A Zillow analysis from 2018 estimated that about 3,500 federally backed mortgage loans per business day could be delayed in a shutdown scenario.

Technology as a buffer

One critical difference between today and 2018, Gomez said, is the advanced state of real estate technology — helping maintain transaction workflows even during a partial governmental freeze.

“Technology has expanded significantly, and with that the technology provides more efficiencies,” he said. “That can be person-to-person or agent-to-agent communication and transparency information. It’s all coming much easier as technology advances.”

Platforms such as listing aggregators, digital transaction management systems, e-signatures and AI-driven valuation tools allow real estate brokers and agents to maintain much of their front-end work even while federal agencies slow or pause.

“There’s obviously lots of opportunity at Homes.com to be able to get transparency on both listings and sales and housing value,” Gomez said. “That makes the market a lot more efficient today than it was six or seven years ago.”

Economy slows, home sales stagnate

The broader economy is already decelerating — and real estate activity has been sluggish even before the shutdown, Gomez said.

“I think that’s the major issue right now, a situation where there’s deceleration,” he said. “(The economy) is coming from a great place, but there is deceleration and that deceleration is happening in jobs as well.”

“Technology is crowding out some job growth, as well. I think the consumer and homeowners are a little bit more weary at this point.” He notes that weariness comes from an increase in house prices “and the fact that interest rates are higher than they were coming through COVID.”

Gomez also noted that home transaction levels are not bouncing back because the current price and interest rate tradeoffs remain unfavorable.

Meanwhile, supply chain pressures and rising input costs complicate new construction.
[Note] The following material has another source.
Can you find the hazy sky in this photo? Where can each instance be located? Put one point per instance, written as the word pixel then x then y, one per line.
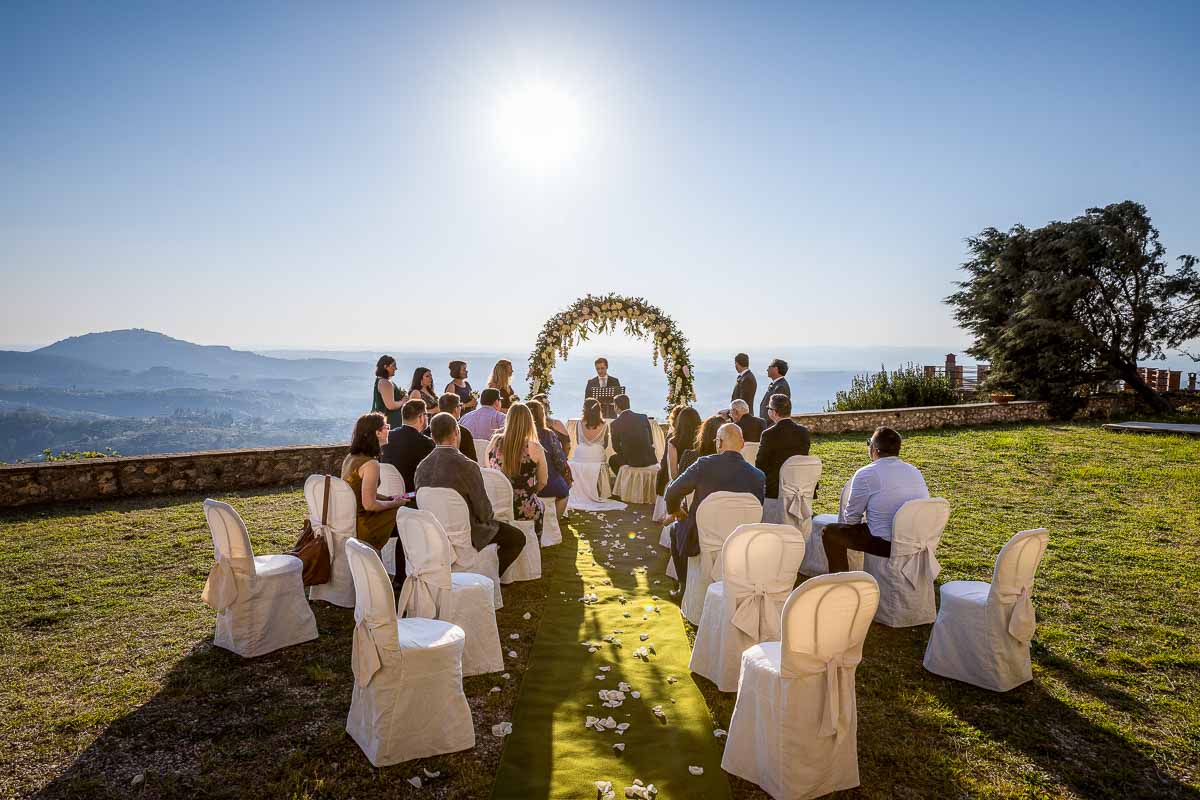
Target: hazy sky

CoStar reported that construction material costs are surging — and lots for single-family development are reaching record pricing levels.

Furloughed workers’ back pay at risk?

A major risk point relates to the roughly 800,000 federal employees affected by a shutdown and their ability to meet mortgage obligations without paychecks.
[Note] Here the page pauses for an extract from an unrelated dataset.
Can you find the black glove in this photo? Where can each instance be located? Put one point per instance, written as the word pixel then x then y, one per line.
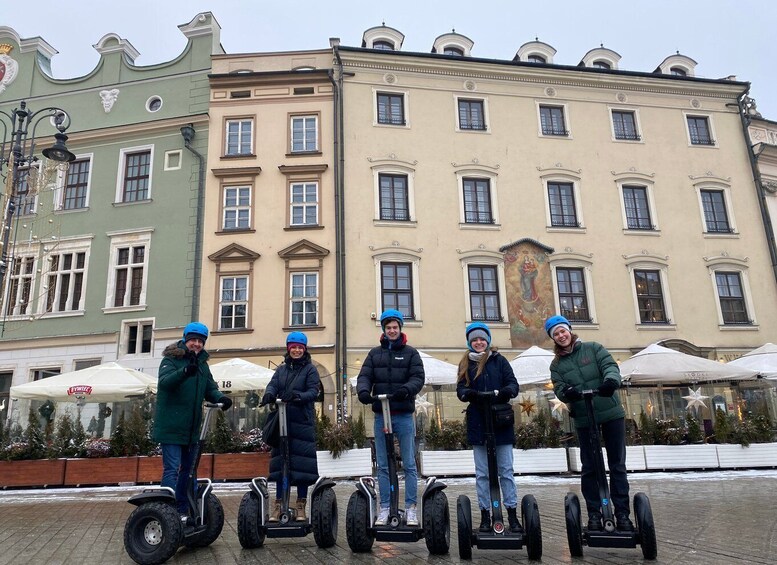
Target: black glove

The White House has reportedly floated the idea of not compensating furloughed workers with backpay upon the government reopening — or even eliminating some jobs entirely.

Gomez said housing market consequences under those scenarios would be felt quickly.

“People need their paychecks to pay their mortgages. If they don’t have their paychecks, that could cause delinquencies to start to pick up,” he said. “Delinquency rates are still relatively low, but we have seen some delinquency increases modestly in places like (Washington, D.C.)”

Another vulnerability lies in mortgage programs tied to government agencies; FHA, USDA and VA-backed mortgages may see processing delays if federal staff are unavailable.

Additionally, the National Flood Insurance Program (NFIP) typically supports hundreds of closings daily.

The National Association of Realtors estimates that NFIP supports nearly a half-million home sales annually, contributing roughly $70 billion to the U.S. economy.

Global affordability problems — U.S. isn’t alone

Gomez also noted that housing affordability and supply constraints are not unique to the United States.

Canada, for example, has faced steep affordability pressures — prompting its central bank to cut rates aggressively, he added.

“Supply continues to be an issue,” said Gomez. “There’s not enough supply to meet the latent demand that’s there. Costs pass through due to a number of issues in the global economy. Supply chains have pushed the cost of building housing higher, so that continues to contribute to an affordability problem.

“So, from a Canadian perspective, Americans should know that they’re not alone. This is not just an American problem. It’s largely a global problem of affordability and the housing market not building enough supply for the demand that’s been there.”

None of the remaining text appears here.